Before they took a blood shower: Dr. Luke Gamble at front and, left to right, Matthew T. Mossbrucker, Dr. Steve Brusatte and Dr. Tori Herridge. (Copyright © 1996-2015 National Geographic Channel.)
Thank the flips for National Geographic's 'T. rex Autopsy'. If you've not seen it, the premise is a straight-forward one: make a fully-furnished Tyrannosaurus rex corpse, hire a team of palaeontologists and vets, and set them to work dissecting it. Obviously turning that into a reality was anything but simple, as palaeontologist and adviser-to-the-show Dave Hone explains (here). And they do a brilliant job. The dissection team does not behave as if its members are crawling over a special effect. They do their level best to convince the viewers - and themselves - that the animal is real. For the most part they pull it off, too. Excepting the odd, faked, reflexive cough at smells we know aren't there, their reactions at having been presented with a 'real' non-avian dinosaur are a joy to watch. My seventeen-year-old daughter arrived home partway through the programme; gawping confusedly at the television screen, she enquired as to where on earth the makers got hold of a fully-fleshed dinosaur. That's how good it is. Of course, if you're looking for the tells which betray the animal's synthetic construction, they're there, well hidden. But who cares? Disbelief is easily - and wilfully - suspended.  Hats are tipped at those who conceived, designed, and executed this remarkable piece of television. It more than makes up for those well-documented missed opportunities of Jurassic World.

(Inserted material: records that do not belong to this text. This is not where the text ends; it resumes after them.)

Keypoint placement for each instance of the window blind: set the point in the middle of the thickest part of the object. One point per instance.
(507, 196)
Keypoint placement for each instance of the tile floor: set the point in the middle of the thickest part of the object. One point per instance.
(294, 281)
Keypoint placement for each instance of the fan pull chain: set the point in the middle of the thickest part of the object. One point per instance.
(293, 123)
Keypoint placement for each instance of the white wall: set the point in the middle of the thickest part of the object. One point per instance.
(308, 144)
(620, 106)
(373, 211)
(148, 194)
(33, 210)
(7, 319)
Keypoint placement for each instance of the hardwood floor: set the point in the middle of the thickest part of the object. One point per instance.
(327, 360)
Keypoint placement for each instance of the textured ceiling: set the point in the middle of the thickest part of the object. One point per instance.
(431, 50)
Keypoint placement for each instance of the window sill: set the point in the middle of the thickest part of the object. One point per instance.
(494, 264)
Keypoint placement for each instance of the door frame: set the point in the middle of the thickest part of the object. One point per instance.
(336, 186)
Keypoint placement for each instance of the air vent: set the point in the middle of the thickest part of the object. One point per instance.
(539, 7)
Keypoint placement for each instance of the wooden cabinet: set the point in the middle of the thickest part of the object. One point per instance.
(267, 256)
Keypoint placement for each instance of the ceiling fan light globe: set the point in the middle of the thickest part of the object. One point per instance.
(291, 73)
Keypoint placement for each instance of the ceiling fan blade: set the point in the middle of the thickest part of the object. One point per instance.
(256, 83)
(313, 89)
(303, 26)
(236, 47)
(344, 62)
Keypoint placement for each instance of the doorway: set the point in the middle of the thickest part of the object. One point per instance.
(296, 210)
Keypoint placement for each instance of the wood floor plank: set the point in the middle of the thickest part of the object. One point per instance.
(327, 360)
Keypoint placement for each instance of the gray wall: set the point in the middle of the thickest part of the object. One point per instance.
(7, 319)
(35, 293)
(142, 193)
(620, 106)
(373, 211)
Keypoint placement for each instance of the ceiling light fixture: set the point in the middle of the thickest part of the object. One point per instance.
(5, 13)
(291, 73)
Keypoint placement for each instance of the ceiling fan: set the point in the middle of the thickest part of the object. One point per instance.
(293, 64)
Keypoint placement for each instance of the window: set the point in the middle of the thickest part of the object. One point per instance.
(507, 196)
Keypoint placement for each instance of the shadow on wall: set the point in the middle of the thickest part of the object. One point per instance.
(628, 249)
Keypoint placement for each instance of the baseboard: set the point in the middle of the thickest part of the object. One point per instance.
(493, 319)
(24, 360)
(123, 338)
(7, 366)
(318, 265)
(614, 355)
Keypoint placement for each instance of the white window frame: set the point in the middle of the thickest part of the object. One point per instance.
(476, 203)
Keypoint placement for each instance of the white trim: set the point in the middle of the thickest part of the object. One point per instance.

A few weeks ago LITC announced the Jurassic World challenge. In order to try to increase awareness of real palaentology, and perhaps direct some funds back towards it, LITC suggested that if you go to see the film you could spend at least the equivalent amount on something which will benefit palaeontologists, research institutions, palaeoartists and museums. You could buy a book, or a piece of palaeoart, or donate to a museum or crowd-fund someone. There's loads to choose from if you look around.

Since I have bills like everyone else, it would help me enormously if people bought a t-shirt from my Redbubble page. You can show off your pop-culture-savviness with a hyper-daft Guardians-Jurassic-World-How-To-Train-Your-Dragon mash-up, or keep reminding everyone that T. rex Autopsy was the best thing on telly since sliced tyrannosaur.

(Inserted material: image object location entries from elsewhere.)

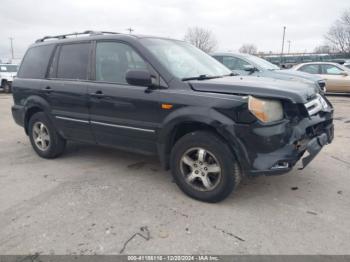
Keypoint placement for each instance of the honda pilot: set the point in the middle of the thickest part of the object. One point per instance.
(164, 97)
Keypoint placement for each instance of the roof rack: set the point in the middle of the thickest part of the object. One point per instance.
(88, 32)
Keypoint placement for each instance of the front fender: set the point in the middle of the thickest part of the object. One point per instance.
(223, 126)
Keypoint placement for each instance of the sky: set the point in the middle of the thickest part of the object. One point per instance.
(232, 22)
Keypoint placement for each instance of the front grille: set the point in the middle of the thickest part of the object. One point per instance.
(316, 105)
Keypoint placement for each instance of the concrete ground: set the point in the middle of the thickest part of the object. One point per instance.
(104, 201)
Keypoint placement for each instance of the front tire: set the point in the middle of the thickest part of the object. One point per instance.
(204, 167)
(43, 136)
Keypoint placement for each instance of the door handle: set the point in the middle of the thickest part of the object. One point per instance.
(47, 89)
(98, 94)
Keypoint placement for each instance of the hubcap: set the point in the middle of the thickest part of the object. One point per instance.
(41, 136)
(200, 169)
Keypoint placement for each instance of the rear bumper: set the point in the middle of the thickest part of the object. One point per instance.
(18, 114)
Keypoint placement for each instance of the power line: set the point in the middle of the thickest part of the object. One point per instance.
(12, 52)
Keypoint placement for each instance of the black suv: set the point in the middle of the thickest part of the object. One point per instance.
(165, 97)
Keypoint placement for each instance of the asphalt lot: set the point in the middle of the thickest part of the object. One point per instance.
(104, 201)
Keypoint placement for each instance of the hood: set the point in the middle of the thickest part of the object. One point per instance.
(296, 92)
(8, 75)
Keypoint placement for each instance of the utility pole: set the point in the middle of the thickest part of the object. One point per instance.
(12, 53)
(284, 35)
(130, 30)
(289, 46)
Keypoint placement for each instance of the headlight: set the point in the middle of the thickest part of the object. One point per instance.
(266, 110)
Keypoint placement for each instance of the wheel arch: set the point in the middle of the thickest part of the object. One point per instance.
(32, 105)
(212, 121)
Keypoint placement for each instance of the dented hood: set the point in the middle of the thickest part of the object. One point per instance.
(296, 92)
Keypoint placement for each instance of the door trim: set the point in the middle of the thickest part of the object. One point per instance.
(120, 126)
(72, 119)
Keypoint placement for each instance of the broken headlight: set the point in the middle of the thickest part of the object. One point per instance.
(266, 110)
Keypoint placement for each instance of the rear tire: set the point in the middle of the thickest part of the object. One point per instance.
(204, 167)
(43, 136)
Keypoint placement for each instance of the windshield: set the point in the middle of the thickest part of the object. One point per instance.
(262, 63)
(8, 68)
(184, 60)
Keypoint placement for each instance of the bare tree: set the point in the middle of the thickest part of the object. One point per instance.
(201, 38)
(248, 49)
(339, 34)
(323, 49)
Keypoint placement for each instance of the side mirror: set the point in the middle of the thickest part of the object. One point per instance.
(250, 68)
(139, 78)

Juraasic World and T. rex Autopsy fan art t-shirts, available at my Redbubble page, here.

It's good to get that JW stuff off my chest. Normal service will resume soon. There's a stack of stuff sat there in draft, including more wandering sauropod ecosystems, more Yi qi, and more pterosaur quad-launching. Laters!

*Of course TetZoo did the whole interview. Listen to it - its very entertaining.